Clinically, this lesion is characterized by a diffuse irregular area of small furrows, whitish surface, and desquamation of the affected epithelium. Infrequently, there are surface erosions and petechiae.
The differential diagnosis includes leukoedema, Fordyce's granules, candidosis, leukoplakia, white sponge nevus, and lichen planus. Treatment includes mild sedatives and warning the patient about the deleterious results of this habit on the oral mucosa.
Toothbrush trauma may occur during aggressive tooth-brushing with a hard brush. The clinical picture consists of small oval, round, or bandlike superficial erosions located on the gingiva and alveolar mucosa. These lesions cause mild subjective complaints and heal rapidly.
The differential diagnosis includes herpes simplex, aphthous ulcers, and other traumatic lesions.

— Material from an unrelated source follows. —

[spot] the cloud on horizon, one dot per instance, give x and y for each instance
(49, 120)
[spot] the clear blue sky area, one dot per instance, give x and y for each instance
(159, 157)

Denture stomatitis or denture sore mouth is frequent in patients who wear dentures for long periods of time. Usually, the lesion is confined to the maxilla and only rarely occurs on the mandibular mucosal surface.
Clinically, the mucosa beneath the denture is edematous, red with or without whitish spots that represent accumulation of hyphae of Candida albicans, or food remnants. The mucosal surface is smooth or granular.
Most patients are asymptomatic but some complain of a burning sensation or irritation and pain.
The lesions are benign and may be localized or generalized. The most important causative factors of denture stomatitis are irritation from the denture, food debris accumulating under the denture surface, and C. albicans infection.
The differential diagnosis includes allergic contact stomatitis due to acrylic.
Treatment. Improvement of denture fit, good oral hygiene, and nystatin or clotrimazole if C. albicans is present.